2008 anime television series

Hakaba Kitarō (墓場鬼太郎, Kitarō of the Graveyard) is a Japanese anime series adapted from the manga of the same name by Shigeru Mizuki, the manga which inspired the popular "Gegege no Kitarō" series in the late 60's. It was produced by Toei Animation and aired weekly between January 10, 2008 to March 20, 2008 on Fuji Television as part of Noitamina.
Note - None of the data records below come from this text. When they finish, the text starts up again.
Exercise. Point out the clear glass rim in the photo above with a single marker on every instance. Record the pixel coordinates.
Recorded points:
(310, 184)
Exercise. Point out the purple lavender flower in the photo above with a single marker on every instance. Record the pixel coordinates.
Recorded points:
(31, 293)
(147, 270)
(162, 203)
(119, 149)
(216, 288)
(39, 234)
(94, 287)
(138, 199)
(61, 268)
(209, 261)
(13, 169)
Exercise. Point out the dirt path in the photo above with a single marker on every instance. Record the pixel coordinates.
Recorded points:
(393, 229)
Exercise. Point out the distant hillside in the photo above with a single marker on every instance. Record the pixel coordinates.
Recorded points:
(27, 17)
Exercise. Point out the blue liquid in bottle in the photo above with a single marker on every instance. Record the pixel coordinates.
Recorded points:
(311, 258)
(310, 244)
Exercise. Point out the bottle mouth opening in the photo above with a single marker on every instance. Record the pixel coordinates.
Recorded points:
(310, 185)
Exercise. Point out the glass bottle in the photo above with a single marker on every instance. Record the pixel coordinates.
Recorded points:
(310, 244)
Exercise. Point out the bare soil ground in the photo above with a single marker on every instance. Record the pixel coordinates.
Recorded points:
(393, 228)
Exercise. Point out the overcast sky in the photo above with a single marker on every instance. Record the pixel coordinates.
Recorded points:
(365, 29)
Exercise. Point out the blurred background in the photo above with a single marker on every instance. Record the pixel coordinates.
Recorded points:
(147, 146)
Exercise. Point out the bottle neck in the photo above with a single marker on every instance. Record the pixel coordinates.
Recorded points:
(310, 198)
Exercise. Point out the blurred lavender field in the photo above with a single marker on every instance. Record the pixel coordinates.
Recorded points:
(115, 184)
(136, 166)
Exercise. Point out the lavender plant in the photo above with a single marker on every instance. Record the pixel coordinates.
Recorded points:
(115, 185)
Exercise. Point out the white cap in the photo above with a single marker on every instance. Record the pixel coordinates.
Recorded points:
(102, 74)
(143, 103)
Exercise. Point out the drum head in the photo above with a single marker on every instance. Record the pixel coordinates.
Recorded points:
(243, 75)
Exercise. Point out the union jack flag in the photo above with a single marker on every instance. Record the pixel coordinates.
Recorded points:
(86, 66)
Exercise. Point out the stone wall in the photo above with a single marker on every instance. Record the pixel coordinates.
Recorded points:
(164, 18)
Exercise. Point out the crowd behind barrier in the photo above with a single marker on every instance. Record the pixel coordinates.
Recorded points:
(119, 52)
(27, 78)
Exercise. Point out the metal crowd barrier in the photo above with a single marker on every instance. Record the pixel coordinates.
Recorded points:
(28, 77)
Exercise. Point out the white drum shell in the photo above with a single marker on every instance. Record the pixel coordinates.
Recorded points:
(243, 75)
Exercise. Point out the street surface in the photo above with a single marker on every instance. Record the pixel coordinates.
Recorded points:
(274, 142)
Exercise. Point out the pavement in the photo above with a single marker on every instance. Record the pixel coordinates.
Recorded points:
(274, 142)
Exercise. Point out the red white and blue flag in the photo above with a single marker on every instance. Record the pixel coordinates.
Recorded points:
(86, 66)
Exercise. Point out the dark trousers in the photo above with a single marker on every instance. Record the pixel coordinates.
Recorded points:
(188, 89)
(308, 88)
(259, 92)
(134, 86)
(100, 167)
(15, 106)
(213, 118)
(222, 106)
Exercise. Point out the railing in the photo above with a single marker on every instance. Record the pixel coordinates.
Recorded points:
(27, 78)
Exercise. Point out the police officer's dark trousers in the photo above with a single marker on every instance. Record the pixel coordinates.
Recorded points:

According to Toei Animation, this adaptation is not considered part of "GeGeGe no Kitaro" franchise.

==Episodes==

| No. | Title | Original release date |
|---|---|---|
| 1 | "The Birth of Kitaro" Transliteration: "Kitarō Tanjō" (Japanese: 鬼太郎誕生) | January 10, 2008 |
| 2 | "Yasha vs Dracula IV" Transliteration: "Yasha tai Dorakyura Yonsei" (Japanese: 夜叉対ドラキュラ四世) | January 17, 2008 |
| 3 | "The Vampire Tree" Transliteration: "Kyūketsu-ki" (Japanese: 吸血木) | January 24, 2008 |
| 4 | "Neko" Transliteration: "Neko" (Japanese: 寝子) | January 31, 2008 |
| 5 | "The Fake Kitaro" Transliteration: "Nise Kitarō" (Japanese: ニセ鬼太郎) | February 7, 2008 |
| 6 | "The Water God" Transliteration: "Mizugami-sama" (Japanese: 水神様) | February 14, 2008 |
| 7 | "The Wolfman and the Ghost Train" Transliteration: "Jinrō to Yūrei Resha" (Japanese: 人狼と幽霊列車) | February 21, 2008 |
| 8 | "The Bizarre Showdown" Transliteration: "Kaiki Ichiban Shōbu" (Japanese: 怪奇一番勝負) | February 28, 2008 |
| 9 | "Johnny in the Mist" Transliteration: "Kiri no Naka Jonii" (Japanese: 霧の中のジョニー) | March 6, 2008 |
| 10 | "Brigadoon" Transliteration: "Burigadōn" (Japanese: ブリガドーン) | March 13, 2008 |
| 11 | "A Foolish Man" Transliteration: "Aho na Otoko" (Japanese: アホな男) | March 20, 2008 |

== Release ==
The series aired on Fuji TV from January 10 to March 20, 2008. It consists of 11 episodes, In Australia. Some episodes are available on DVD (which are they subtitled in English) and released by Siren Visual.